Jeffrey Wynn is an art deco enthusiast. The properties that the Wynns are eyeing here in Buffalo tend to have art deco elements, which are then lovingly restored. 69 Delaware is no different. Between interior designer Gray Abraham (Decollect out of Port Hope, Ontario), and Toronto artist David Chestnutt, the lobby has been transformed into an art deco wonderland.
With giant oversized floor lamps, spectacular murals dedicated to Buffalo’s history (and future), a brilliant display case filled with Buffalo Athletic Club memorabilia, a deco concierge station, and the revealed staircase, the entire look of the entranceway has been cleverly modified to impress any visitor to the EB Green building.
The appearance has gone from tragic to classic, almost overnight. It actually took a year and a half to bring it around from “being pretty much a dump,” as they described it. And they’re not done with this building – not by a long shot. They have more plans and ambitions, although I am not at liberty to discuss those at this point in time. What I can say is, Buffalo should be very thankful to have the Wynns playing around with our real estate. As their corporation name implies, everything that they touch turns to gold – they have a property portfolio that spans the globe, and they have their eyes on Buffalo, with feet on the ground.
Talking with Jeffrey Wynn, one would think that the guy lives here. He and Leslie actually are spending a lot of time here. They have been everywhere, eaten everywhere, and they talk Buffalo shop like old pros. These two are sold on Buffalo.
69 Delaware is the Wynn’s 7th investment property in Buffalo. They recently picked up 1165 Delaware Avenue. They have been steadily restoring the art deco nature of the building.

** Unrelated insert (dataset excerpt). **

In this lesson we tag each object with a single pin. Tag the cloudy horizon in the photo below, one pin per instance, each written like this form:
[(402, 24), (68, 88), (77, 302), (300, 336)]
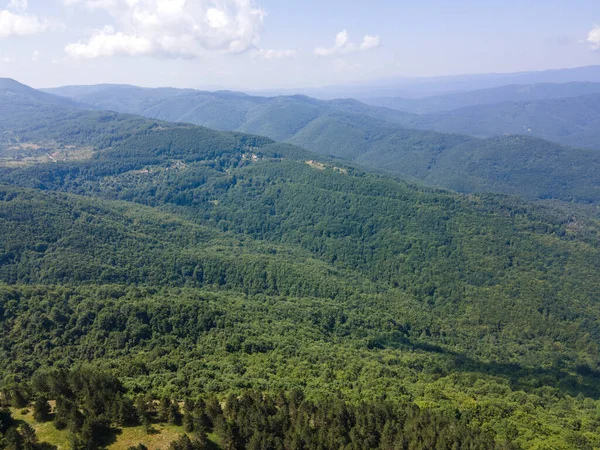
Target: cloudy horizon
[(277, 44)]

They say that they have some impressive real estate deals in the works, and that they have just begun to invest in this city. Since there’s nothing left in Toronto to play with (the brothers own 4000 residential units in TO), they are focusing their regional efforts on Buffalo. At the same time, they say that it’s not exactly easy to find buildings anymore. That’s why they hope to acquire parking lots, to build mid-rises… if anyone will let the parking lots go at a reasonable price.
At this point in the conversation, the topic began to shift from opportunities, to possibilities. What can the City do, to free up parking lots to developers that want to build? These guys want to build. They see the future of Buffalo as “infill”. Like many Buffalo Rising readers, they can’t believe the amount of surface parking, and the opportunities at hand to add to the City’s tax rolls. Is it time for the City to tax surface parking lots, in order to get the owners to make a move? How else do we free up this property that does virtually zip for Buffalo? According to Assemblyman Sean Ryan, the City should be charging sewer fees to parking lot owners, like other cities. there should be more regulations in place, instead of fewer regulations (which is what has been happening). Over the years, the laws have changed in favor of parking lot owners (on a number of fronts). Unfortunately, there is no cohesive urban plan for these types of problematic issues. The Wynns want to build modern glass mid-rise buildings, with concierge amenities in the lobbies. They feel that this is the future of Buffalo. This is where people downsizing from the suburbs, and coming from other cities, will want to live. But parking lot owners are perfectly content sitting around collecting money.
In the four years that the Wynns have been seriously scoping out Buffalo, they can’t believe the amazing changes that they have seen. “People are moving back into the city,” said Jeffrey. “There are more people walking around in downtown Buffalo, and there are more things to do. It’s taking place relatively quickly. Now people want to live in the city – although we specialize in residential, we were immediately sold on 69 Delaware (now rebranded as the Athletic Club Building) the minute we saw it. We’ve lit up the whole outside, added the historic athletic club lettering up top, and we’re flying our flags. While we love Toronto, we love coming to Buffalo. It’s the buildings, but it’s also things like the Olmsted Park System – there’s nothing like that in Toronto. We want to be a part of bringing people back into Buffalo. We’ve been coming to Buffalo forever, but we’re just now seeing some traction. The time is now for this city.”